Following designs really expanded on that, with the pipeline growing to 10 stages in Pentium III, 20 for the first Pentium 4 and IIRC 40 (!) stages for the last Netburst CPU, before going back to a simpler but massively parallel design like the one P6 already had... But that's another story altogether.

*1 - The main gain of the 80286 in speed was a dedicated address calculation unit, but that's a different story.

*2 - That's why a LOCK takes zero cycles on a 286/386 but one cycle on a 486.

*3 - Somewhere I read a nice study made by Intel (IIRC) about prefixes and the pipeline. One really remarkable part was that Unix programs on average use only half as many prefixes as DOS programs. Proves my point how stupid it is to do address calculation with segment values.

*4 - Which substantially violates the simplicity criterion of RISC designs.

  • 2
    If the 80386 and successors had included a mode where segment values are 32 bits, with the top portion selecting a descriptor and the bottom being an offset with a scale factor controlled by the descriptor, then object-oriented frameworks like Java or .NET could have accessed many gigs of storage using 32-bit object references (that could e.g. select among a billion 16-byte-aligned objects within a 16GiB area, a billion 256-byte-aligned objects in a 256GiB area, and a billion 4096-byte-aligned objects in a 4TiB area).
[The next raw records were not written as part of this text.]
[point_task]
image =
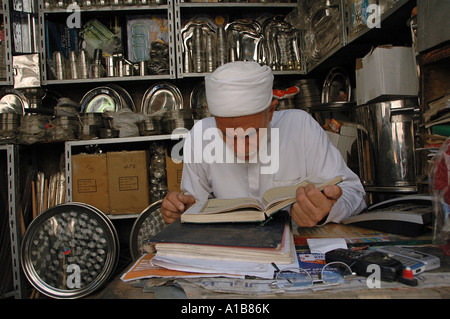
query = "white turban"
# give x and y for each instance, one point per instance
(238, 89)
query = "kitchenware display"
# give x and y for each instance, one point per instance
(310, 93)
(273, 42)
(386, 143)
(160, 98)
(148, 224)
(69, 250)
(101, 99)
(198, 102)
(336, 87)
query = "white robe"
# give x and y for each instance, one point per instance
(304, 151)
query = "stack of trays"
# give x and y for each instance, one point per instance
(64, 128)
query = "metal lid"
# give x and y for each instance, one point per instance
(69, 250)
(101, 99)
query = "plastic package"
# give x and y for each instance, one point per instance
(440, 189)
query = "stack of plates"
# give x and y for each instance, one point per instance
(90, 125)
(151, 126)
(310, 93)
(64, 128)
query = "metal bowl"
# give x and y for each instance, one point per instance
(69, 250)
(148, 224)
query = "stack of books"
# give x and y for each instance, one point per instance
(246, 249)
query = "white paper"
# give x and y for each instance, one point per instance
(323, 245)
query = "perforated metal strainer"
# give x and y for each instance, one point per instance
(69, 250)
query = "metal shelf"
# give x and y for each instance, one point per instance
(140, 139)
(109, 8)
(45, 13)
(234, 5)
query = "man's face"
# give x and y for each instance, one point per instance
(244, 133)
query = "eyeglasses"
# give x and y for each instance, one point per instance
(333, 273)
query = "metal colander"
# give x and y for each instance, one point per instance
(69, 250)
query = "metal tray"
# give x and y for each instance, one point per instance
(148, 224)
(69, 250)
(161, 97)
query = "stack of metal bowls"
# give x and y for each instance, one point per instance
(181, 118)
(90, 125)
(310, 93)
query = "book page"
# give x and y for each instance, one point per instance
(217, 205)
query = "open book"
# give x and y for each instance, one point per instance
(217, 210)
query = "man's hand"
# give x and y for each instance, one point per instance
(313, 205)
(174, 204)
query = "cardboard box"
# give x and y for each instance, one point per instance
(128, 182)
(386, 72)
(174, 171)
(90, 180)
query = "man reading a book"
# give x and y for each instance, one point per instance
(257, 148)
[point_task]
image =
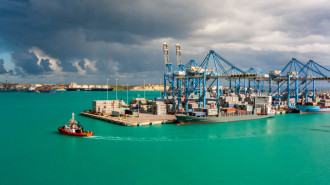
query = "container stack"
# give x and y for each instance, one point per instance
(324, 103)
(159, 108)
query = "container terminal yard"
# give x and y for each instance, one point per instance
(194, 89)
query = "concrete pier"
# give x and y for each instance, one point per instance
(138, 120)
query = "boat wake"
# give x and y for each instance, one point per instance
(166, 138)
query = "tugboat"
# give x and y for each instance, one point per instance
(74, 129)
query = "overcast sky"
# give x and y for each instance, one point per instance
(87, 41)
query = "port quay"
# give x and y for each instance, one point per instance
(192, 91)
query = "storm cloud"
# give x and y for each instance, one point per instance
(2, 67)
(124, 38)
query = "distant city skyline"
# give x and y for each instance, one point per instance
(89, 41)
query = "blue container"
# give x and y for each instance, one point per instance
(198, 113)
(130, 112)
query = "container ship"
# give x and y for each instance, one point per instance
(199, 117)
(47, 90)
(76, 87)
(228, 114)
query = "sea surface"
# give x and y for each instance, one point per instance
(288, 149)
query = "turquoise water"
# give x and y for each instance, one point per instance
(288, 149)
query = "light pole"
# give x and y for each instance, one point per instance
(160, 86)
(107, 87)
(116, 88)
(138, 106)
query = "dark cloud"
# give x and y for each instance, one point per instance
(2, 67)
(45, 64)
(26, 63)
(126, 37)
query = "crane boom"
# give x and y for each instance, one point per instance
(178, 54)
(165, 49)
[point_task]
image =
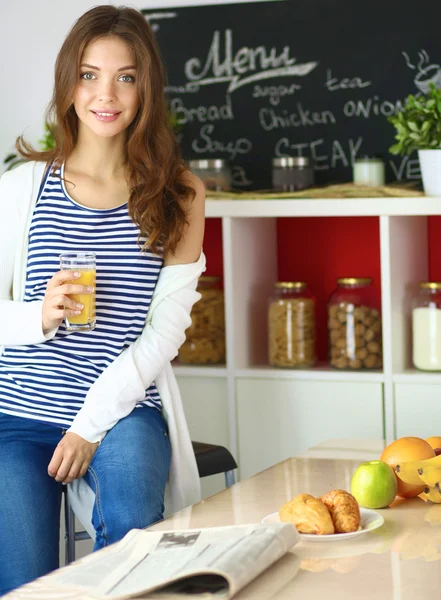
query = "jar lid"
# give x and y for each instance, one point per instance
(291, 161)
(214, 163)
(361, 159)
(354, 280)
(430, 285)
(299, 285)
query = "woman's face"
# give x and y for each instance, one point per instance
(106, 97)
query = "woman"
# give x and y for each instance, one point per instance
(115, 185)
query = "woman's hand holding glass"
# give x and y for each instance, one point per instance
(57, 304)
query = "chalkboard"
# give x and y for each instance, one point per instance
(318, 78)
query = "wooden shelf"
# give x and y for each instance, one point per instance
(325, 207)
(416, 376)
(199, 371)
(319, 373)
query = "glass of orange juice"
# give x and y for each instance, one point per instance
(85, 264)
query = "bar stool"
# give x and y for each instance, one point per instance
(210, 459)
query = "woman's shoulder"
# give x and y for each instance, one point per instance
(25, 170)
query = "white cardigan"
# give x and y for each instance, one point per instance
(123, 383)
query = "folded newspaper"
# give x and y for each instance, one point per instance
(208, 563)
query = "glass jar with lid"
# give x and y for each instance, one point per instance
(354, 325)
(205, 338)
(215, 173)
(426, 327)
(292, 173)
(291, 325)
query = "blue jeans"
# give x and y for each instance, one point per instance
(128, 474)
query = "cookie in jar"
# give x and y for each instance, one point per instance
(354, 325)
(291, 326)
(205, 338)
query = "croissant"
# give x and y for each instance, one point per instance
(344, 510)
(308, 514)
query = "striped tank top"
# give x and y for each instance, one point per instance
(48, 382)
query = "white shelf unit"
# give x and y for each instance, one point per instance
(268, 414)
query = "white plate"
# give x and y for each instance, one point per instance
(369, 521)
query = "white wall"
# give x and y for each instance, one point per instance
(31, 33)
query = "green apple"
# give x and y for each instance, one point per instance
(374, 484)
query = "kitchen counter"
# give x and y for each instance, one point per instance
(398, 561)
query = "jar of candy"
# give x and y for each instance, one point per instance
(292, 173)
(354, 325)
(291, 325)
(214, 173)
(426, 327)
(205, 338)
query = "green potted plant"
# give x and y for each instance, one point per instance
(47, 142)
(418, 127)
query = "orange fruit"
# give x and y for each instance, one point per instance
(403, 450)
(434, 441)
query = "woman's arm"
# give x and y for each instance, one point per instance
(20, 322)
(116, 392)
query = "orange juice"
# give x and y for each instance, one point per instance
(87, 316)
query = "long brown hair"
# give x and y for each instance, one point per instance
(159, 190)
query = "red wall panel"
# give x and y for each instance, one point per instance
(213, 247)
(320, 249)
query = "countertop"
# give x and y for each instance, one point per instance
(398, 561)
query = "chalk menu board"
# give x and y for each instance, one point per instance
(317, 78)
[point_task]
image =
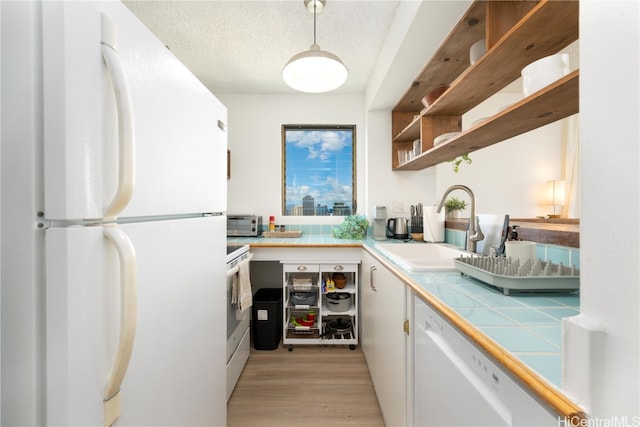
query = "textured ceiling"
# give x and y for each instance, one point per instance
(240, 46)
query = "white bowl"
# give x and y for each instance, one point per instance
(476, 51)
(543, 72)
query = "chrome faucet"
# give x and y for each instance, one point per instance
(474, 233)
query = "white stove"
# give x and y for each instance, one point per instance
(238, 336)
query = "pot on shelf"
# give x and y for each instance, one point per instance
(338, 301)
(338, 326)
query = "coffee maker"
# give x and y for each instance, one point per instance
(380, 223)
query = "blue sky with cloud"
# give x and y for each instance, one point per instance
(319, 164)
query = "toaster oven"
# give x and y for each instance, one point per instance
(244, 225)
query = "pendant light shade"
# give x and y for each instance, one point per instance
(315, 70)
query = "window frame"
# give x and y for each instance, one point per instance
(322, 127)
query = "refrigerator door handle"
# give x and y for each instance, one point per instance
(126, 148)
(128, 312)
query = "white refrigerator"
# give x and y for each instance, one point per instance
(113, 224)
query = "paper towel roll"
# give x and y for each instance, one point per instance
(433, 227)
(520, 250)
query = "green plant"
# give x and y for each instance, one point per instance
(455, 204)
(458, 161)
(353, 227)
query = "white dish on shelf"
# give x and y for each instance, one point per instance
(441, 139)
(543, 72)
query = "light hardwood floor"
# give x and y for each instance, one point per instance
(308, 387)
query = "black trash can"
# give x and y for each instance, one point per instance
(266, 320)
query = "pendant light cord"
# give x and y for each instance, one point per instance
(314, 21)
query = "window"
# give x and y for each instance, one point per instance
(319, 170)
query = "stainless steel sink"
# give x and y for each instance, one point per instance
(422, 257)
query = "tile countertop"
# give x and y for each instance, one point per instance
(527, 325)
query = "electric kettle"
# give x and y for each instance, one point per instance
(398, 228)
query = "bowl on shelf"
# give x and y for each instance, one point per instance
(543, 72)
(431, 97)
(303, 298)
(340, 280)
(476, 51)
(444, 138)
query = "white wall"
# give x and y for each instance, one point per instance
(509, 177)
(602, 368)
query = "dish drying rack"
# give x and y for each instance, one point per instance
(509, 274)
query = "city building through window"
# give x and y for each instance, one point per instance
(318, 170)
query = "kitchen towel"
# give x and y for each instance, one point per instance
(241, 293)
(433, 228)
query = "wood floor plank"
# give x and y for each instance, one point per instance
(310, 386)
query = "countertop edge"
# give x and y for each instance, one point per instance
(545, 391)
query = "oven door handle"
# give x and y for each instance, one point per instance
(236, 268)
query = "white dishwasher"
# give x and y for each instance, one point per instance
(457, 385)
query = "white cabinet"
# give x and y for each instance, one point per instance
(383, 338)
(313, 311)
(457, 385)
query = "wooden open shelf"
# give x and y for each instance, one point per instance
(523, 32)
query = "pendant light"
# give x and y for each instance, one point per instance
(315, 70)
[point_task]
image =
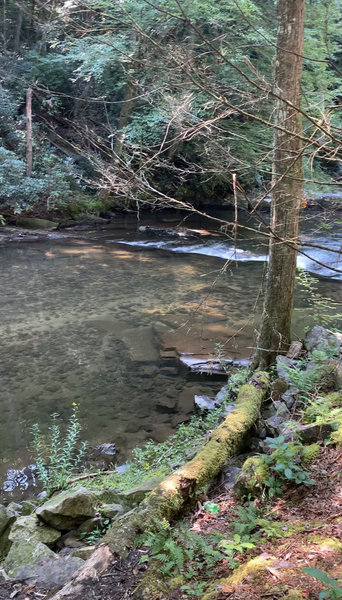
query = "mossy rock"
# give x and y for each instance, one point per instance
(327, 543)
(23, 552)
(336, 436)
(251, 479)
(334, 399)
(293, 595)
(28, 528)
(309, 453)
(33, 223)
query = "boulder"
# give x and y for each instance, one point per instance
(314, 432)
(33, 223)
(250, 480)
(132, 497)
(319, 337)
(222, 395)
(275, 423)
(85, 552)
(7, 516)
(30, 528)
(204, 403)
(23, 552)
(52, 574)
(68, 509)
(112, 510)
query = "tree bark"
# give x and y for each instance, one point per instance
(275, 333)
(18, 30)
(29, 150)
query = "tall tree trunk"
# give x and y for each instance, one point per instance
(124, 117)
(29, 151)
(18, 30)
(4, 26)
(275, 333)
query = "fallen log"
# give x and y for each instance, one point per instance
(168, 498)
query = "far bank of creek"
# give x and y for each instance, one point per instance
(95, 318)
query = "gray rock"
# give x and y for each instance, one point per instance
(282, 362)
(274, 424)
(28, 528)
(313, 433)
(23, 552)
(3, 575)
(228, 409)
(131, 497)
(318, 337)
(222, 395)
(91, 524)
(290, 396)
(53, 573)
(7, 516)
(204, 403)
(84, 552)
(112, 510)
(68, 509)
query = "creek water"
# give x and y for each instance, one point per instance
(91, 319)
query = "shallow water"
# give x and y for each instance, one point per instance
(87, 320)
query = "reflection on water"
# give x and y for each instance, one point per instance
(92, 321)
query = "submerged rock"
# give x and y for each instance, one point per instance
(319, 337)
(7, 517)
(251, 479)
(204, 403)
(53, 573)
(68, 509)
(23, 552)
(30, 529)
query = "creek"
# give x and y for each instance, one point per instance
(93, 318)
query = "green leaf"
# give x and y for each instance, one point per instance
(211, 507)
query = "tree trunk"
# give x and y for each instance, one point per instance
(18, 30)
(29, 151)
(275, 334)
(4, 26)
(124, 118)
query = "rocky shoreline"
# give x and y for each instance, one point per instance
(44, 542)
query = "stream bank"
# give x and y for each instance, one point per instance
(311, 534)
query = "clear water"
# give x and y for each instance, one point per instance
(86, 319)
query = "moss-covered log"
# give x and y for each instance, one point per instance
(168, 498)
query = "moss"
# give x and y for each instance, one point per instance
(293, 595)
(327, 543)
(252, 477)
(309, 453)
(151, 586)
(336, 436)
(251, 568)
(334, 399)
(167, 499)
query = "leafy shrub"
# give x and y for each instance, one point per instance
(57, 457)
(285, 464)
(181, 551)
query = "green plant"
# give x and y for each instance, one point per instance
(322, 310)
(181, 551)
(195, 589)
(285, 464)
(57, 457)
(235, 545)
(309, 379)
(333, 589)
(92, 537)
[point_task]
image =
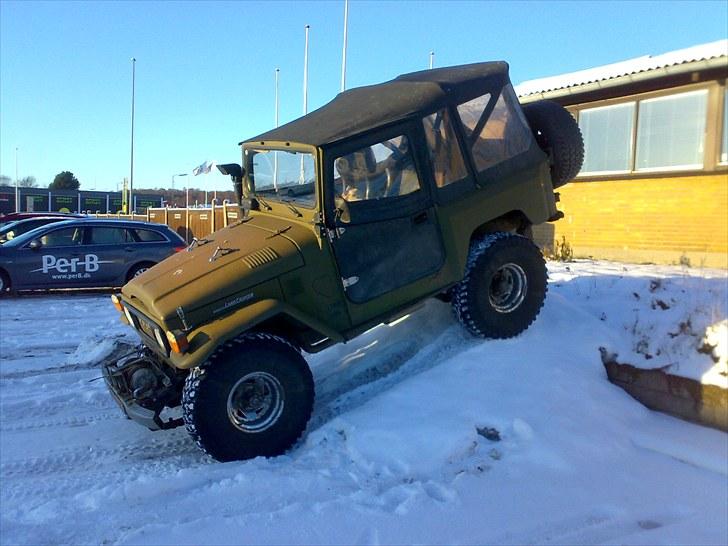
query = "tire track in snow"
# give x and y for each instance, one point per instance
(72, 421)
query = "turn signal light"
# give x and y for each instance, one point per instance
(117, 303)
(178, 341)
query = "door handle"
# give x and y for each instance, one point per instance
(420, 218)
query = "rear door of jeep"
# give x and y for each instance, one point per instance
(381, 218)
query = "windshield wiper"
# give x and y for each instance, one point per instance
(263, 202)
(292, 208)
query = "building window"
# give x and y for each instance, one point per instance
(671, 132)
(607, 133)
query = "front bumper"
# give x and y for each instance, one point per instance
(144, 408)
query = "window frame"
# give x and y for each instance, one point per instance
(373, 210)
(722, 117)
(632, 137)
(713, 132)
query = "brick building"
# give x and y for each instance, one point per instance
(654, 185)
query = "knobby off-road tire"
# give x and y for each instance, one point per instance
(504, 286)
(252, 397)
(557, 134)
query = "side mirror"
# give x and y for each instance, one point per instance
(341, 210)
(236, 173)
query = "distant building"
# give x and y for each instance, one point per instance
(654, 185)
(43, 199)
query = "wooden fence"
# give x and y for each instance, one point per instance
(188, 223)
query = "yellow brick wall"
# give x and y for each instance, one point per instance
(657, 220)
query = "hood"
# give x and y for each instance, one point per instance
(220, 266)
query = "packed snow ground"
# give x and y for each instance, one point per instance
(420, 433)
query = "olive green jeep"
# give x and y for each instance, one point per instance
(423, 186)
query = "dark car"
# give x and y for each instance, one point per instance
(15, 216)
(84, 253)
(13, 229)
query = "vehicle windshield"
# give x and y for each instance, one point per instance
(7, 231)
(283, 175)
(30, 235)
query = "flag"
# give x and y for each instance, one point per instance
(205, 168)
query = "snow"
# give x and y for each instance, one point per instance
(646, 63)
(420, 434)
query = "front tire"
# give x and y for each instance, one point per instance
(252, 398)
(504, 286)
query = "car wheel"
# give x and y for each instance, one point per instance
(504, 286)
(4, 283)
(251, 398)
(137, 270)
(557, 134)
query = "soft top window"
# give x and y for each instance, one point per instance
(382, 170)
(495, 132)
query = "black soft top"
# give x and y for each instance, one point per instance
(364, 108)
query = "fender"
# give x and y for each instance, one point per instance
(208, 337)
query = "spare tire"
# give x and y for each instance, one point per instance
(558, 134)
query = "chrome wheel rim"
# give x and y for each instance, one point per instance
(255, 402)
(508, 287)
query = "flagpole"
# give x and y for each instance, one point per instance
(343, 53)
(305, 74)
(17, 191)
(275, 154)
(131, 176)
(305, 91)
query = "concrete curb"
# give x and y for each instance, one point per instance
(678, 396)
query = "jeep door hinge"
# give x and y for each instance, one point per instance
(349, 282)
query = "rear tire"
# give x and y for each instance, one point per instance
(504, 286)
(557, 134)
(253, 397)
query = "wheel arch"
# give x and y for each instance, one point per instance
(268, 315)
(514, 221)
(135, 265)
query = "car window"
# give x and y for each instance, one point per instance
(447, 159)
(382, 170)
(504, 135)
(63, 237)
(149, 236)
(109, 236)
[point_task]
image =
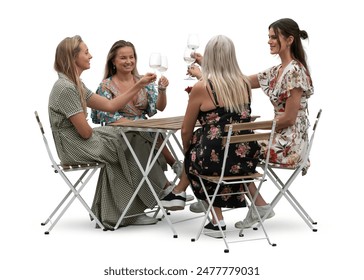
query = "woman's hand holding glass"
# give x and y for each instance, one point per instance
(193, 43)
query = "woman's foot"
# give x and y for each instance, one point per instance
(214, 231)
(177, 168)
(252, 218)
(144, 220)
(174, 201)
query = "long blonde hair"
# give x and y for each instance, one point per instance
(66, 53)
(220, 66)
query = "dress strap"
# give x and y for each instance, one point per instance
(216, 102)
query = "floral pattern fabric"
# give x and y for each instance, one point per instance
(205, 156)
(289, 143)
(145, 104)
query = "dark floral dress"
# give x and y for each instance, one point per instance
(205, 155)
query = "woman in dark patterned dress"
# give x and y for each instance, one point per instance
(221, 97)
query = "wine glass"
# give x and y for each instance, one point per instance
(193, 41)
(155, 62)
(164, 65)
(189, 59)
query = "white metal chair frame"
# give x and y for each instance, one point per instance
(231, 138)
(283, 187)
(75, 188)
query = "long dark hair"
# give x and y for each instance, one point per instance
(288, 27)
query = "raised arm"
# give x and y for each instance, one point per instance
(253, 79)
(293, 103)
(103, 104)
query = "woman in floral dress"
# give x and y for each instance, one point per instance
(221, 97)
(288, 87)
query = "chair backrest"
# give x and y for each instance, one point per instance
(54, 163)
(309, 144)
(262, 130)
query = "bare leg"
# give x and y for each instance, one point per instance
(259, 200)
(182, 184)
(168, 156)
(218, 214)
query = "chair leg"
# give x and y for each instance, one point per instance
(256, 212)
(78, 196)
(206, 216)
(65, 198)
(283, 191)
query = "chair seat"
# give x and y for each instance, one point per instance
(83, 166)
(216, 179)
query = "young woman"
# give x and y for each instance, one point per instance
(77, 142)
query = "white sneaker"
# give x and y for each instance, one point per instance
(199, 206)
(252, 218)
(174, 201)
(143, 219)
(190, 197)
(177, 168)
(166, 191)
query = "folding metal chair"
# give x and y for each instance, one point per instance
(75, 188)
(263, 130)
(284, 186)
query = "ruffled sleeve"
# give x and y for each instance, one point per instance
(297, 77)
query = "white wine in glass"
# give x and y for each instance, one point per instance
(189, 59)
(155, 62)
(164, 65)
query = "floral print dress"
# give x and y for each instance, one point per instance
(289, 143)
(205, 155)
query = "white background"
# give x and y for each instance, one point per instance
(331, 192)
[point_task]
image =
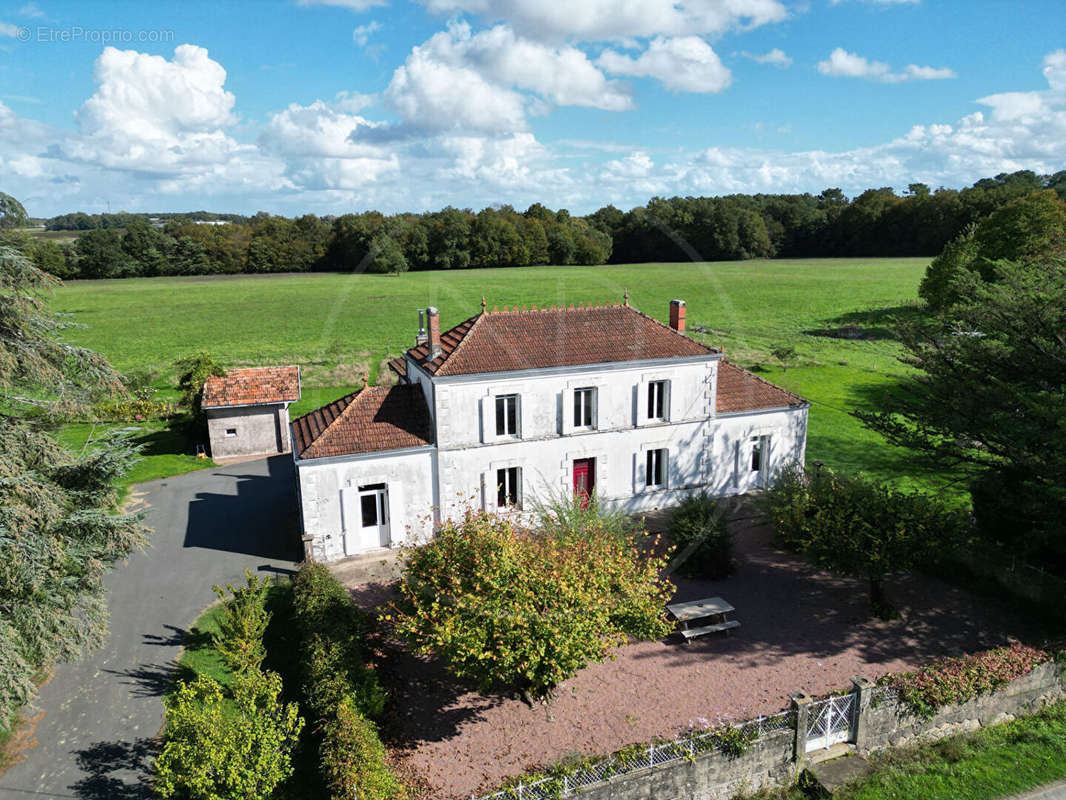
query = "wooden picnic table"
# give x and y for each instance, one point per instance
(715, 608)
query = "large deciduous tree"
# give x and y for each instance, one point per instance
(989, 396)
(59, 532)
(12, 212)
(855, 527)
(1028, 229)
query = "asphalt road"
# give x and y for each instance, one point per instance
(1051, 792)
(101, 713)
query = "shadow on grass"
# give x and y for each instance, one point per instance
(281, 640)
(868, 325)
(116, 770)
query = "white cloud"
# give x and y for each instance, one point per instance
(161, 132)
(682, 64)
(490, 81)
(600, 20)
(913, 72)
(775, 58)
(882, 2)
(844, 64)
(356, 5)
(361, 34)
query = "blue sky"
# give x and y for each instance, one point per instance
(334, 106)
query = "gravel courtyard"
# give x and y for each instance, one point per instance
(802, 630)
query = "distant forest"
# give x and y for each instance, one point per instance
(875, 223)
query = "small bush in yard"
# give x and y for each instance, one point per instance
(958, 680)
(525, 607)
(333, 645)
(242, 625)
(339, 689)
(703, 541)
(353, 757)
(219, 748)
(853, 526)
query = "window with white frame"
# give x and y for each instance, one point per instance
(584, 408)
(657, 401)
(509, 488)
(655, 474)
(506, 415)
(759, 447)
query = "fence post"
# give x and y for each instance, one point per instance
(863, 692)
(802, 705)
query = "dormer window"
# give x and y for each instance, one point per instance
(506, 415)
(584, 408)
(657, 401)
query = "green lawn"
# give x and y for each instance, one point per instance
(340, 326)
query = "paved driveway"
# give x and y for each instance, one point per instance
(101, 713)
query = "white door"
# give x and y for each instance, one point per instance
(373, 516)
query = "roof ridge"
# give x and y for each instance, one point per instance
(473, 323)
(763, 380)
(350, 397)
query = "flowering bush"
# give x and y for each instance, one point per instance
(528, 607)
(958, 680)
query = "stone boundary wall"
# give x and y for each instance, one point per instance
(891, 723)
(712, 776)
(776, 758)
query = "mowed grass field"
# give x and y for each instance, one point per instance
(339, 326)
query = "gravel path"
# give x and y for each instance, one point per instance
(802, 629)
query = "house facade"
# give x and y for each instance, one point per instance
(247, 411)
(513, 408)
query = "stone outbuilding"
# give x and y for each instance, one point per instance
(247, 411)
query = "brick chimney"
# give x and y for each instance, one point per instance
(434, 321)
(677, 315)
(421, 337)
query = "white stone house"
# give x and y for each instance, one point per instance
(247, 411)
(516, 405)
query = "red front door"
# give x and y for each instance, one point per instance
(584, 479)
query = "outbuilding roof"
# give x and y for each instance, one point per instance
(536, 338)
(254, 386)
(372, 419)
(740, 390)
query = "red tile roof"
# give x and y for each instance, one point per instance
(740, 390)
(499, 341)
(371, 419)
(255, 386)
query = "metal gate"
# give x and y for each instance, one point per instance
(830, 721)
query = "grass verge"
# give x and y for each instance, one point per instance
(165, 448)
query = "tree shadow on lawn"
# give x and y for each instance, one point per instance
(156, 680)
(427, 703)
(868, 324)
(788, 608)
(116, 770)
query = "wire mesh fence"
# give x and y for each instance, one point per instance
(631, 760)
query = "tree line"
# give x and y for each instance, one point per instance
(878, 222)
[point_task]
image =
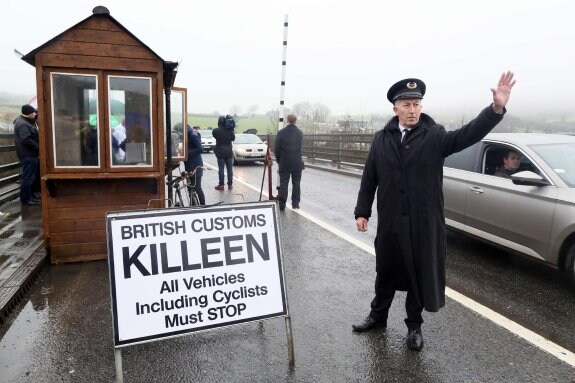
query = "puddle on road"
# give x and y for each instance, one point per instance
(18, 344)
(7, 234)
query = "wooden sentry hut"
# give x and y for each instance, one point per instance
(101, 118)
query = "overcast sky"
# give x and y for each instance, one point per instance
(344, 55)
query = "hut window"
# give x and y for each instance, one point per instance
(74, 120)
(130, 104)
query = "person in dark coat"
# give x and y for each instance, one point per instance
(223, 150)
(194, 160)
(511, 162)
(288, 156)
(405, 166)
(27, 149)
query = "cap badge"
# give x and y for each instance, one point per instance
(411, 85)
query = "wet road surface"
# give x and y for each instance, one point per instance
(63, 331)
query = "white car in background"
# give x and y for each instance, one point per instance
(208, 141)
(248, 148)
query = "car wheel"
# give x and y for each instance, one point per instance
(570, 265)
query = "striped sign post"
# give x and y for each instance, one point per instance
(282, 86)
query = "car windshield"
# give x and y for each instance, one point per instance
(561, 157)
(205, 133)
(247, 139)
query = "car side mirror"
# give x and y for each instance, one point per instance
(528, 178)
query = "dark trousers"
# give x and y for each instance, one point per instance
(29, 175)
(228, 164)
(295, 190)
(384, 293)
(199, 190)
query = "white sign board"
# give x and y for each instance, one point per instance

Using 32-bit references would then benefit cache efficiency.
    – supercat
    Commented May 22, 2020 at 17:21
  • 2
    For future readers, forwarding the exec result back to the exec stage is called "bypass forwarding". Wikipedia's classic RISC article explains the basics of pipelining fairly well, including this. (As you say, it wasn't until P6 that the CPU could break a complex instruction like memory-destination add into separate parts. So tuning for 486 and P5 Pentium sometimes involved using the RISCy subset of x86, e.g. using more simpler instructions and avoiding memory dest or even memory src to avoid stalling the pipeline) Commented May 23, 2020 at 22:27
  • @PeterCordes All true. Except it's noting related to RISC, but any kind of pipelining (as its occurrence with the 486 shows). In fact, most (early) RISC voted for dropping the complexity of backfeeding (I learned that term ca 1980 - way before RISC 'inventors' renamed it) and went for having the pipeline stall and/or put all blame toward compilers to make sure all dependencies have time to settle.
    – Raffzahn
    Commented May 23, 2020 at 22:39
  • Right, I never claimed otherwise. Pipelining is easier for a RISC ISA, or for the limited subset of x86 that separates ALU from load or store (i.e. the RISCy subset of x86). That's why we happen to find a good write-up of forwarding in a Wiki article about classic RISC pipelines; IDK if there is an article about pipelining in general with that much detail. Anyway, classic MIPS R2000 did do bypass forwarding for ALU operations; I think it was widespread in that generation of classic RISC CPUs (MIPS / SPARC / etc.) Are you talking about earlier pipelined CPUs? IDK much about them. Commented May 23, 2020 at 22:49
  • @PeterCordes I did learn about that stuff with mainframes around 1980. Classic CISC (and I mean real CISC, not x86) did use pipelined architecture already way before and did of course run into the same issues. With so many things in IT, everyone knows when something got reinvented at some ivory tower, but noone remembers that 99% has already been used way before in real world applications. Anyway, doing Assembly back then also included to think about register use in sequences, giving the pipeline time to 'settle' and so on.